Reflorestamento e comunidades locais
A Re.green faz parte de um grupo de startups que compram terras degradadas para replantar espécies autóctones. Neste caso, a iniciativa inclui a participação da comunidade indígena karitiana, que vive na área e fará parte do projeto.
A ministra do Meio Ambiente, Marina Silva, celebrou a medida: “Estamos conseguindo converter algo extremamente negativo para o clima, a biodiversidade e as populações locais em algo positivo”.

O desafio amazônico
A floresta amazônica enfrenta uma crise crítica:
- Desmatamento acumulado: entre 2001 e 2020, mais de 54,2 milhões de hectares foram perdidos.
- Principais causas: expansão pecuária, agricultura intensiva (soja), corte ilegal e mineração.
- Impacto dos incêndios: em 2024, 1,9 milhões de hectares foram perdidos devido a incêndios exacerbados por secas e o fenômeno El Niño.
- Variabilidade política: as taxas de desmatamento flutuam conforme as políticas de fiscalização; o governo de Lula da Silva busca reduzir o desmatamento ilegal até 2030.

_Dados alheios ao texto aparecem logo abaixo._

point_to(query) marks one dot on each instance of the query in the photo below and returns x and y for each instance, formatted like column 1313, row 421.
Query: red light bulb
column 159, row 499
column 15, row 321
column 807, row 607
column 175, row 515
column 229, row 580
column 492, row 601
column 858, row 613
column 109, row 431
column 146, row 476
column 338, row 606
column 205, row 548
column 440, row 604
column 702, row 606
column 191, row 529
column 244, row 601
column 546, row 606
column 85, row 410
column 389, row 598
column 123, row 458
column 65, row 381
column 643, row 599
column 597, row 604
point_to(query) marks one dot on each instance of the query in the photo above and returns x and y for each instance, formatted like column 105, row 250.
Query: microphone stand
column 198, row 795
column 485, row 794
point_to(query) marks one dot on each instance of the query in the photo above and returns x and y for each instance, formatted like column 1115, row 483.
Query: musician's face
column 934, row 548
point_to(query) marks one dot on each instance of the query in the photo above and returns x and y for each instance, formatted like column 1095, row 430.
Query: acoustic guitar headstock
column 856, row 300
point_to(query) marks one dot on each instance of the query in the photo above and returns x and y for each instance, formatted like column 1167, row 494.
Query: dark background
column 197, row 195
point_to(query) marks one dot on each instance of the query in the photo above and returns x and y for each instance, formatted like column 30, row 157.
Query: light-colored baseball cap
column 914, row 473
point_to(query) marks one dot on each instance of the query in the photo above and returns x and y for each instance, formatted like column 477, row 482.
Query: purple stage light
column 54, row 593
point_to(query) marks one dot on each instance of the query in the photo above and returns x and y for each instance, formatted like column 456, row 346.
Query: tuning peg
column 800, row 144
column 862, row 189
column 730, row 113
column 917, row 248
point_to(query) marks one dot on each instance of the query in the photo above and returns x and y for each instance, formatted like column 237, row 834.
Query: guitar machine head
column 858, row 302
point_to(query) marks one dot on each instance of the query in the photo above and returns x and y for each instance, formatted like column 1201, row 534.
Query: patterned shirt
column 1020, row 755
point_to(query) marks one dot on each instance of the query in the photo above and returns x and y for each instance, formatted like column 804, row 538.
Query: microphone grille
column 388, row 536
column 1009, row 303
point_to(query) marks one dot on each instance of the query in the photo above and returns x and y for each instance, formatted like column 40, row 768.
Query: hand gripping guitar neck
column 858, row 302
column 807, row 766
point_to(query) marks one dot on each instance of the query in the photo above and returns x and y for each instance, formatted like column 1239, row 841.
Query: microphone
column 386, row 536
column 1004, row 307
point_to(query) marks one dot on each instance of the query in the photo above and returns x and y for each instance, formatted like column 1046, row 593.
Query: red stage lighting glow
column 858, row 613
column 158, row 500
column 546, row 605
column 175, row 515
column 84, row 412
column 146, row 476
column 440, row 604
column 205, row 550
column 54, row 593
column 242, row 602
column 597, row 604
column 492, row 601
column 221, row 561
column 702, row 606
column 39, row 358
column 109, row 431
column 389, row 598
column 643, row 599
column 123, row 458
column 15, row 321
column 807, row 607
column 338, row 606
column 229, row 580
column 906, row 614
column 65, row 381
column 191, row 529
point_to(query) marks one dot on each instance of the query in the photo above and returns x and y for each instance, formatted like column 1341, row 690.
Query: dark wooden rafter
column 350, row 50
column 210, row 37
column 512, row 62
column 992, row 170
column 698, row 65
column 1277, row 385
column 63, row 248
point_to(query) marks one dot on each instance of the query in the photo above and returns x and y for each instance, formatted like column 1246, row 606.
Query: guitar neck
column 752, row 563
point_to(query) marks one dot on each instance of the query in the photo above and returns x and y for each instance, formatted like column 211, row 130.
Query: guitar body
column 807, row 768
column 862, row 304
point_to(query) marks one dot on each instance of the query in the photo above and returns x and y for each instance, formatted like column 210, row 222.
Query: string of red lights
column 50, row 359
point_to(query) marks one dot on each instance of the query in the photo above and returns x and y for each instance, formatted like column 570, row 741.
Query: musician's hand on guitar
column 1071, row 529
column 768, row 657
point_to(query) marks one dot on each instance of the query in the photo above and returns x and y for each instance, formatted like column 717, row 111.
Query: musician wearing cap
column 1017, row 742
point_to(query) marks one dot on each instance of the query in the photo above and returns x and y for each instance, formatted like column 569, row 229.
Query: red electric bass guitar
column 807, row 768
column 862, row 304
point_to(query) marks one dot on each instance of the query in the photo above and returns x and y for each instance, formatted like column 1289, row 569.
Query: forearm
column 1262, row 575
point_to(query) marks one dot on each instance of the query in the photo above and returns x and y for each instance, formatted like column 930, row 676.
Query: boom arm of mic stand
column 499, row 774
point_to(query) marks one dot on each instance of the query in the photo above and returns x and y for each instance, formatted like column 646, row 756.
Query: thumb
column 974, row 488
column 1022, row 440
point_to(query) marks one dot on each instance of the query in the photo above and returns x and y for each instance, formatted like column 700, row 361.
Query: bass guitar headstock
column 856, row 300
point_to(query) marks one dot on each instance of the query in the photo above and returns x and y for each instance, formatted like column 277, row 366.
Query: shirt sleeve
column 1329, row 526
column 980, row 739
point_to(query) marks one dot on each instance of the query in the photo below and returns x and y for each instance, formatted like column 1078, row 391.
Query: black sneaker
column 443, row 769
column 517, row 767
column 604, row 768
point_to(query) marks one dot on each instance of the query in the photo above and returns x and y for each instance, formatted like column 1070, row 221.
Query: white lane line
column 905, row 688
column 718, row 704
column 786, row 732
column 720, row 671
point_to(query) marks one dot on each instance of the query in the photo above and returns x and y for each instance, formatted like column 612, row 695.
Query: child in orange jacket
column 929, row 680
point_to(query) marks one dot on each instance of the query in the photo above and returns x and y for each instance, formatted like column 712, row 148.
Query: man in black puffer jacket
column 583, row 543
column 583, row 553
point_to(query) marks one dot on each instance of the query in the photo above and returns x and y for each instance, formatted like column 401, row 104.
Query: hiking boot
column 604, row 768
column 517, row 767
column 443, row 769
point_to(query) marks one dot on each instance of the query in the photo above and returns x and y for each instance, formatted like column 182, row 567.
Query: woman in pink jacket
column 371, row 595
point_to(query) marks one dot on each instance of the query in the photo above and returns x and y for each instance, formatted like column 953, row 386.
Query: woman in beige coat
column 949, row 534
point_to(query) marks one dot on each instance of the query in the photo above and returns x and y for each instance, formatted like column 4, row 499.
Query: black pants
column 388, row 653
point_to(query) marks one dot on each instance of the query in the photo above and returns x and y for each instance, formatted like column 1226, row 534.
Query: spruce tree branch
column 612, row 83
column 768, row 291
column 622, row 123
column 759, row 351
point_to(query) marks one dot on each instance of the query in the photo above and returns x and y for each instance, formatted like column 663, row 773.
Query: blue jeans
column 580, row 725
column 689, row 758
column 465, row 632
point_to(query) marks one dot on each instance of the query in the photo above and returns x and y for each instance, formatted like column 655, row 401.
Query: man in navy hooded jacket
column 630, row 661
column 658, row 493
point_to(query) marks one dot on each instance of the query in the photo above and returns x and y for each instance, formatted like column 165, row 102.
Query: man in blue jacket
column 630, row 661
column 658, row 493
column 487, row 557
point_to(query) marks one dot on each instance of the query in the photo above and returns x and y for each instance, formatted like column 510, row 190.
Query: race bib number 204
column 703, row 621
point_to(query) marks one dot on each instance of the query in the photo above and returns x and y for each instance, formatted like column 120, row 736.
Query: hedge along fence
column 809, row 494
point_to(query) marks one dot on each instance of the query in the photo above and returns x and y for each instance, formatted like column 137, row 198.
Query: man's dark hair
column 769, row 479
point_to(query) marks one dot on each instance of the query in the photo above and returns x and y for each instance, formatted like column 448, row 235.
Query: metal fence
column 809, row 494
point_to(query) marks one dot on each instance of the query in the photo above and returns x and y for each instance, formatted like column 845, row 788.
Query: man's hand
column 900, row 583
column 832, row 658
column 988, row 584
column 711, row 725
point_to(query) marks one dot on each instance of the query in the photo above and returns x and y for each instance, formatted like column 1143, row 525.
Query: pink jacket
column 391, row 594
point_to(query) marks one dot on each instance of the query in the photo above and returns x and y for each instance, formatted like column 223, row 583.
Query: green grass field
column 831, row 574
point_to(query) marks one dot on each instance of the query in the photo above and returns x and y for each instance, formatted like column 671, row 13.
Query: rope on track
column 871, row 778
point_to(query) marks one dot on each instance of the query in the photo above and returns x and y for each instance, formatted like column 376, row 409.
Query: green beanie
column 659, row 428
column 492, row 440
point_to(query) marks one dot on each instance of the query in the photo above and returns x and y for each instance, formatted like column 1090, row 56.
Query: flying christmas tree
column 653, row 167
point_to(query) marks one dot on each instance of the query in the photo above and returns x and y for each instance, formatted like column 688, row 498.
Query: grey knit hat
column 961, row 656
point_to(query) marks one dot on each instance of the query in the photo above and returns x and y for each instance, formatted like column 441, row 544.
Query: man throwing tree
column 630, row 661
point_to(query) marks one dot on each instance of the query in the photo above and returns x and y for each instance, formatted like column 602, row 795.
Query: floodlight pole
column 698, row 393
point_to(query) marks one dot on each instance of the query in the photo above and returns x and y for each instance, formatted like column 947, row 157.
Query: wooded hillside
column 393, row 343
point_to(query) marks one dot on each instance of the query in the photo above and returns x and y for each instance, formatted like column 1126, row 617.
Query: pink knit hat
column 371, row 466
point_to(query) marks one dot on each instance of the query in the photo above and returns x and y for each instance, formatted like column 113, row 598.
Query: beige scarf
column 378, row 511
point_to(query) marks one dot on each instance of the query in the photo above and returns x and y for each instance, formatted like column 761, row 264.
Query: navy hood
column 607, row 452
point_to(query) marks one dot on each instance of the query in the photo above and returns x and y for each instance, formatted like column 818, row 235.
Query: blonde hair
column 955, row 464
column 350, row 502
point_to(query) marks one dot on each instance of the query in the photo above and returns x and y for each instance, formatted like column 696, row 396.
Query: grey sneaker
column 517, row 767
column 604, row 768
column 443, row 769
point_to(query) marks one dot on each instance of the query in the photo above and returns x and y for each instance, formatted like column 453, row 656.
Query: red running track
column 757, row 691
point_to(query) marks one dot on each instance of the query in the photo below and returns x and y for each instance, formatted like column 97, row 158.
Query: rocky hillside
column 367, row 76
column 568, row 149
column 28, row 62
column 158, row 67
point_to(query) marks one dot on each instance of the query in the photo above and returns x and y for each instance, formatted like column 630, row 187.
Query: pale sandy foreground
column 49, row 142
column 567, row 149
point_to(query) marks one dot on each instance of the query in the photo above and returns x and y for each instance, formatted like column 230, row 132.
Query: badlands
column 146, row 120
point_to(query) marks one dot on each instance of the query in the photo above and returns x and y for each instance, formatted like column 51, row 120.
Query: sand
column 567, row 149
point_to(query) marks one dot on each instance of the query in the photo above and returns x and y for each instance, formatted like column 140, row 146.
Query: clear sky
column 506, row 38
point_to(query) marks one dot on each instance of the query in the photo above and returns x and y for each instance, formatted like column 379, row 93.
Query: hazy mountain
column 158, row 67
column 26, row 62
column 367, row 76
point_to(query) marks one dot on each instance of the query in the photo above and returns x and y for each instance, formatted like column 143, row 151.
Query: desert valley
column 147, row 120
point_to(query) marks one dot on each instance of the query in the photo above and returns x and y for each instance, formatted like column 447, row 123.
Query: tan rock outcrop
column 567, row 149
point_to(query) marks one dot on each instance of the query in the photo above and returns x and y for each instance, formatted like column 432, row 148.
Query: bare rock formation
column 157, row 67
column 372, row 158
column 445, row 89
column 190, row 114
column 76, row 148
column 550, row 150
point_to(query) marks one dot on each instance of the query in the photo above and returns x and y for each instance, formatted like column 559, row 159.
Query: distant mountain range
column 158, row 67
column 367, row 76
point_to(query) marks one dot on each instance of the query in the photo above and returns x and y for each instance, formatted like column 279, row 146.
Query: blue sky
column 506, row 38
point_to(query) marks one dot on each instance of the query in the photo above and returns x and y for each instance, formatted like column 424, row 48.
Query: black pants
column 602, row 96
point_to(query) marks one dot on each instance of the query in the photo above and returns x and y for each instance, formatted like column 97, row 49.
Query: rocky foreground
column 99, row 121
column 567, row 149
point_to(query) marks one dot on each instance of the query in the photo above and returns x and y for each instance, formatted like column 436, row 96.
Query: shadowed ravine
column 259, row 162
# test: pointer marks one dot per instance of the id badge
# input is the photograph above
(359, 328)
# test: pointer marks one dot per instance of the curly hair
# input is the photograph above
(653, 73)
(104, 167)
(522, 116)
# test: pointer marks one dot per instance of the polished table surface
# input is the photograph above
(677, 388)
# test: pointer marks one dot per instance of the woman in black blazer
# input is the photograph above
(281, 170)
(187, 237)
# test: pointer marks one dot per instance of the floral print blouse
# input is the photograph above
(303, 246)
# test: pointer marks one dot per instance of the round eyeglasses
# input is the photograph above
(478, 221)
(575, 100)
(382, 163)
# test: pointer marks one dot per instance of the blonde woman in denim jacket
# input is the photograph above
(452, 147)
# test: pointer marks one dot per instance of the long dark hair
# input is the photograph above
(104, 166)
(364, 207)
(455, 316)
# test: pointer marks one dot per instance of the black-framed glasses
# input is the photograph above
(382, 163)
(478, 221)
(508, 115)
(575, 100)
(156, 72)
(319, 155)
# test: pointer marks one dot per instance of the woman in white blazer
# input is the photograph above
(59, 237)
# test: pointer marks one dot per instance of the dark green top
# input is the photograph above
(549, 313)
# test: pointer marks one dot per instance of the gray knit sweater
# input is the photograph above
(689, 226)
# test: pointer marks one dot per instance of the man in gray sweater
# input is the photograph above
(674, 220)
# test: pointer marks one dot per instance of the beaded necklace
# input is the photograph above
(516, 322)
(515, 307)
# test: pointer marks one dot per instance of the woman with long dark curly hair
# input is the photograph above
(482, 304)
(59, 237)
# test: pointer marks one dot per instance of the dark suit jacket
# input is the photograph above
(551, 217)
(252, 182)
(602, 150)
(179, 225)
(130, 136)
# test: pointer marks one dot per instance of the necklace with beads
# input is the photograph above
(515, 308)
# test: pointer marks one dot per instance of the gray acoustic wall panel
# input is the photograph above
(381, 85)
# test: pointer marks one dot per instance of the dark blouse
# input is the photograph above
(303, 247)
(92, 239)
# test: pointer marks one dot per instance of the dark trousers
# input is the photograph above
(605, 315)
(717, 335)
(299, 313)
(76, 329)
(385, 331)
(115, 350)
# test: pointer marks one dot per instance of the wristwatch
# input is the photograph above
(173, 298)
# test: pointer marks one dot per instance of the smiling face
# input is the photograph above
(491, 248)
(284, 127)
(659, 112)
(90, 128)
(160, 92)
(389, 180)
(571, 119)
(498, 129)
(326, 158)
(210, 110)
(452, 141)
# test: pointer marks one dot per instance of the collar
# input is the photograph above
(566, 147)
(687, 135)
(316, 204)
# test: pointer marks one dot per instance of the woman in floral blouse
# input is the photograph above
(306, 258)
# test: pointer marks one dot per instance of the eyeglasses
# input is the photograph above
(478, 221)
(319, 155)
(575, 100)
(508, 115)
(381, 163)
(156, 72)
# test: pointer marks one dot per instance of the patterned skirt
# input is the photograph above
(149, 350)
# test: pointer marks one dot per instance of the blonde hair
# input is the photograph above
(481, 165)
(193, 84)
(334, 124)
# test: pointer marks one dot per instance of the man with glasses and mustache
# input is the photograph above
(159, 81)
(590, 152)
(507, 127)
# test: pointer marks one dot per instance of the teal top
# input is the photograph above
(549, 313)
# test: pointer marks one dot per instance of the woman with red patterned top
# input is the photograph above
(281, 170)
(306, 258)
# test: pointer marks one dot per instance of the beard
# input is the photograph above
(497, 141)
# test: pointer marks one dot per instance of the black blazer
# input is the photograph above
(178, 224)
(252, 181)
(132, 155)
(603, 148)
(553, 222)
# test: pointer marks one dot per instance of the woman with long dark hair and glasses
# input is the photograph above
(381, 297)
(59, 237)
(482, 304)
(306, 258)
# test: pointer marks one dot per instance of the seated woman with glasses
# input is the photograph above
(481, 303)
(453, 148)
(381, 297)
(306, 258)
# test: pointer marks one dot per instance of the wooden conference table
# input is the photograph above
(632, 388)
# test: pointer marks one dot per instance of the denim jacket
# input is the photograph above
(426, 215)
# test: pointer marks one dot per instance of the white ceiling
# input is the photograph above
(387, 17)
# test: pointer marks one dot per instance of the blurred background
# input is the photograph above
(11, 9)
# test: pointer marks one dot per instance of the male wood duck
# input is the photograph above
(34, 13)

- Regiões mais afetadas: o estado do Pará historicamente concentra a maior perda de cobertura arbórea.
- Degradação florestal: o dano seletivo supera em área o corte raso, dificultando a vigilância por satélite.
O mercado de carbono como ferramenta
Os pesquisadores afirmam que parar o desmatamento já não é suficiente: é necessário reflorestar vastas extensões para evitar uma transformação irreversível para um bioma degradado.
O incipiente mercado de carbono do Brasil desperta interesse de investidores privados e entidades de crédito. O leilão foi um teste para avaliar se este modelo pode funcionar em grande escala e ajudar o país a cumprir sua meta de reflorestar 30 milhões de acres até 2030.
Embora uma segunda parcela de Bom Futuro não tenha recebido ofertas, as autoridades consideram o resultado positivo e planejam oferecer 300.000 hectares sob este modelo até 2027. No total, foram mapeados 1,3 milhões de hectares de áreas protegidas que precisam de restauração.
A concessão concedida à Re.green marca um precedente na política ambiental do Brasil, integrando financiamento privado, créditos de carbono e participação comunitária. O desafio será escalar este modelo para reverter décadas de desmatamento e garantir que a Amazônia, que abriga 30% da biodiversidade do planeta, continue sendo um pilar da estabilidade climática global.